Wintry weather is here and the Kansas Highway Patrol wants motorists to be prepared and be safe on roads covered with snow and ice in order to cut down on accidents.
KHP Trooper Adam Winters, of the patrol's general headquarters in Topeka, said after driving in warmer weather, motorists sometimes forget how to drive on slick roads and in low visibility once the winter season begins.
Accidents do happen, Winters said, and the best way to prevent incidents such as crashes or slide-offs is to be prepared, plan ahead and practice safe driving.
"Drive slow, take your time and give yourself more time when heading to a destination," he said.
One of the most common factors that leads to accidents that he sees on state roadways is the use of cruise control in vehicles, Winters said.
"People use cruise control; don't use it," he said. "Leave it off."
It's best for the driver to turn off the cruise control so they have complete control of the vehicle's acceleration during adverse conditions on roads, Winters said.
"The wheels start to slip, but they're still putting power to the road," he said. "It's basically taking power away from the wheels."
The most common incidents he sees involve vehicles that have slid off into a median or ditch, and one-vehicle non-injury accidents involving the vehicle striking another vehicle or object on the roadside, Winters said.
Common sense says to monitor the weather, travel only when necessary, keep speed down, and drive defensively, a news release said.
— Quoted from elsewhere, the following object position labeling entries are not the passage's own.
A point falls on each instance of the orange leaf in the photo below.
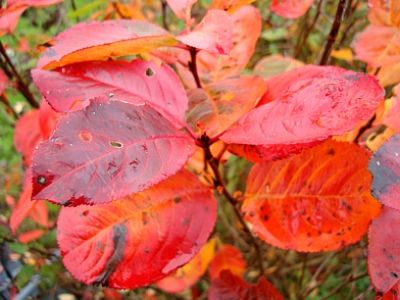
(220, 104)
(276, 64)
(231, 287)
(190, 273)
(102, 40)
(229, 258)
(315, 201)
(139, 239)
(30, 236)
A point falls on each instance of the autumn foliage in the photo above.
(139, 123)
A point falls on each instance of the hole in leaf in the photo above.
(85, 136)
(149, 72)
(41, 180)
(116, 144)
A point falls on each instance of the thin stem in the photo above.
(309, 30)
(164, 14)
(349, 280)
(340, 12)
(363, 129)
(9, 109)
(193, 66)
(21, 84)
(204, 142)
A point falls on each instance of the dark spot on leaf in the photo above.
(119, 239)
(116, 144)
(85, 136)
(145, 218)
(331, 151)
(149, 72)
(41, 180)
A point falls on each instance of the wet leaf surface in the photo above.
(105, 152)
(315, 201)
(137, 240)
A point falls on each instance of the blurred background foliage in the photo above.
(329, 275)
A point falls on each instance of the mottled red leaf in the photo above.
(315, 201)
(137, 82)
(231, 287)
(181, 8)
(137, 240)
(25, 207)
(384, 250)
(27, 134)
(218, 105)
(30, 236)
(31, 128)
(260, 153)
(229, 258)
(315, 103)
(92, 41)
(105, 152)
(246, 29)
(385, 167)
(213, 33)
(291, 9)
(186, 276)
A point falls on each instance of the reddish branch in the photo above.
(22, 87)
(193, 65)
(205, 142)
(340, 12)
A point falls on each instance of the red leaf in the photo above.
(181, 8)
(218, 105)
(384, 251)
(136, 82)
(27, 134)
(106, 152)
(231, 287)
(3, 81)
(318, 200)
(385, 167)
(213, 33)
(139, 239)
(291, 9)
(31, 128)
(309, 107)
(30, 236)
(246, 29)
(260, 153)
(25, 207)
(229, 258)
(92, 41)
(186, 276)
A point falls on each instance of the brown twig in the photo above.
(193, 66)
(339, 287)
(364, 128)
(23, 88)
(8, 107)
(205, 142)
(164, 20)
(340, 12)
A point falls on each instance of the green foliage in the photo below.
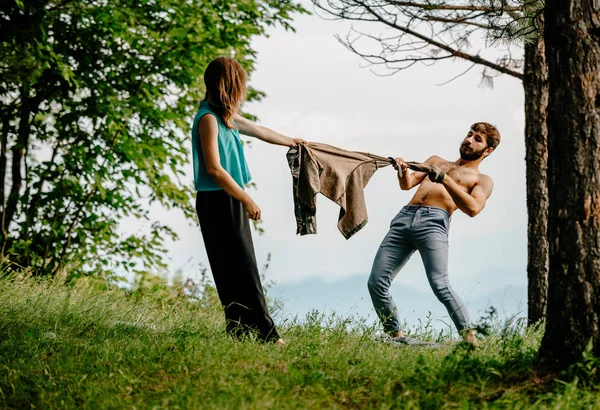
(96, 103)
(94, 345)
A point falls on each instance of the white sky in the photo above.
(318, 90)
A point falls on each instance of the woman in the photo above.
(223, 207)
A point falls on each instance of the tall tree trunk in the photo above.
(535, 83)
(572, 37)
(18, 151)
(3, 145)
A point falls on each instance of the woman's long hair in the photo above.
(225, 81)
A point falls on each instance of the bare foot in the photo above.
(469, 337)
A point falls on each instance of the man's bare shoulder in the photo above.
(485, 181)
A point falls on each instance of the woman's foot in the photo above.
(470, 338)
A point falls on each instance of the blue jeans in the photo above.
(422, 228)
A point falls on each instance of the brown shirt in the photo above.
(339, 175)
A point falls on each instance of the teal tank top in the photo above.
(231, 153)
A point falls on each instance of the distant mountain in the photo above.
(349, 297)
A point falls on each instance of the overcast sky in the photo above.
(318, 90)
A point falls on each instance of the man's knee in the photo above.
(441, 289)
(376, 285)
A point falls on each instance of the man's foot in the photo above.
(470, 338)
(403, 341)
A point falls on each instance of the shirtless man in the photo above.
(423, 225)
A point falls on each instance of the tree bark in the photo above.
(535, 83)
(3, 145)
(18, 151)
(572, 37)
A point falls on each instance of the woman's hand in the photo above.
(400, 163)
(252, 209)
(296, 141)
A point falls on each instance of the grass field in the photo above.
(84, 346)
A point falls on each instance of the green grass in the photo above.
(81, 346)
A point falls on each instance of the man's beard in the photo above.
(470, 155)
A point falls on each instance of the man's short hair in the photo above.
(492, 135)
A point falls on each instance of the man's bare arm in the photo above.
(473, 203)
(409, 180)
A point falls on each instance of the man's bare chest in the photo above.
(465, 178)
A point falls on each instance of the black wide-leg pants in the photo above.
(228, 240)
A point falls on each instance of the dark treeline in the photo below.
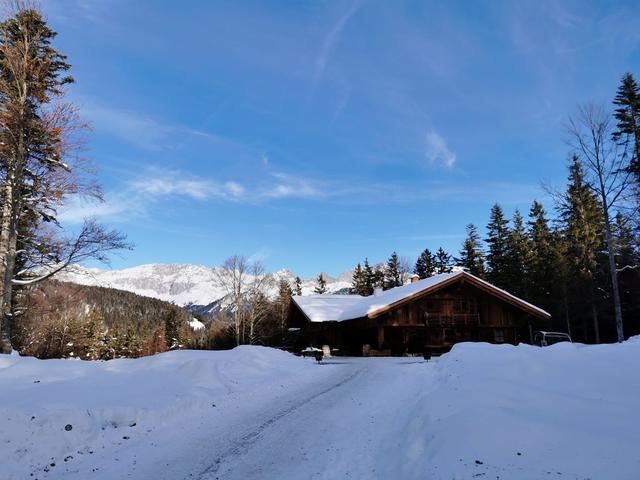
(66, 320)
(580, 260)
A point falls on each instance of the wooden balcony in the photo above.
(454, 320)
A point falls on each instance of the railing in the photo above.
(453, 320)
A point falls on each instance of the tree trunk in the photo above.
(596, 326)
(566, 309)
(614, 275)
(7, 260)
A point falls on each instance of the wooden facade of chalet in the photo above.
(460, 308)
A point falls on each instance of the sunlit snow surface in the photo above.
(482, 411)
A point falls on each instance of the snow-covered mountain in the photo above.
(182, 284)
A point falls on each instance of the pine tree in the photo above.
(368, 279)
(442, 261)
(378, 277)
(498, 246)
(94, 337)
(283, 303)
(297, 286)
(518, 257)
(321, 286)
(627, 113)
(425, 265)
(543, 261)
(626, 252)
(357, 281)
(172, 330)
(583, 223)
(392, 277)
(471, 254)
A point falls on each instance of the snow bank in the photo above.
(100, 403)
(566, 411)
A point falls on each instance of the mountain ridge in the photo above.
(187, 285)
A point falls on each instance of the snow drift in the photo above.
(52, 411)
(568, 411)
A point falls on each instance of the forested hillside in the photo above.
(62, 319)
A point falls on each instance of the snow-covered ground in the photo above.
(481, 411)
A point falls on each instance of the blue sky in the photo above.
(311, 134)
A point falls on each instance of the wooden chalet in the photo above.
(430, 314)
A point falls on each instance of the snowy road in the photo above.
(338, 426)
(481, 411)
(339, 431)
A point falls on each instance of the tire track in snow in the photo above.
(244, 443)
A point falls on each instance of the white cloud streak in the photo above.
(437, 152)
(330, 41)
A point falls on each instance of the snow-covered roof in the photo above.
(325, 308)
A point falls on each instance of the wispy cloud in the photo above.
(140, 196)
(136, 128)
(437, 151)
(330, 41)
(287, 185)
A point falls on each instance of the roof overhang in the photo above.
(473, 280)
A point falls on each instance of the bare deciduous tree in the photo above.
(246, 286)
(39, 168)
(605, 162)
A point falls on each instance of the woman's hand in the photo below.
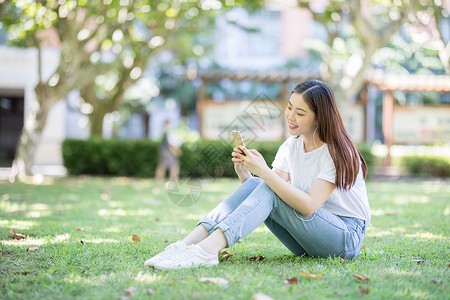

KHP also offers the following suggestions for safe winter travel:
* First, prepare the vehicle. Extreme temperatures can be hard on vehicles. Check the fluids, ensuring that the radiator is winterized, the gas tank is over half full, and there is plenty of windshield washing fluid. Check belts, hoses and brake systems for excessive wear. Have the exhaust system checked; small leaks can allow carbon monoxide to enter the passenger compartment. Check tire treads for adequate traction and replace wiper blades if they are ineffective.
"Make sure tires are in good condition and properly inflated," Winters said.
Winters said it is also a good idea to make sure the vehicle is stocked with supplies such as an ice scraper, some type of abrasive material such as sand or kitty litter for traction and control, jumper cables, a flashlight and batteries, blankets, water and food.
"Also check the defrosters to make sure they're working and check the battery for sufficient voltage," he said.
KHP recently released its activity over the Christmas weekend holiday reporting period, which this year ran from 6 p.m. Friday, Dec. 21, through 11:59 p.m. Tuesday, Dec. 25. During that time, the patrol worked four fatal crashes, which resulted in five fatalities. None of the fatal crashes were alcohol-related. KHP did work four separate DUI-related accidents. KHP personnel assisted 1,176 motorists during the period, a news release said.
Some of the numbers in the report are up from last year and Winters said this could be attributed to the fact that the reporting period for 2012 was longer than 2011, which ran from Dec. 23-26.
"I think that has a little to do with it," he said. "You add an extra day of travels and that will certainly increase the number of citations and things."
The report showed there were four DUI-related crashes; up from three reported last year. The number of speed citations increased from 670 last year to 1,003 this year. The number of speed warnings went up from 761 last year to 1,205 this year. While the number of adult seatbelt warnings stayed the same at 18, the number of adult seatbelt citations increased from 162 to 264.
There were four teen seatbelt citations and one teen seatbelt warning this year compared to none in both categories last year. The number of child restraint citations went up slightly from 23 to 26 and child restraint warnings increased from three incidents to four. The number of motorist assists (slide-offs, tows, and broken-down vehicles) rose from 858 to 1,176, the report said.
Motorists who are involved in a traffic crash, or need assistance, can call 911 or contact KHP at *47 from a cell phone. They can call *KTA if traveling on the Kansas Turnpike. To find out road conditions, call 511 from a landline or cell phone, or view conditions online at www.kandrive.org.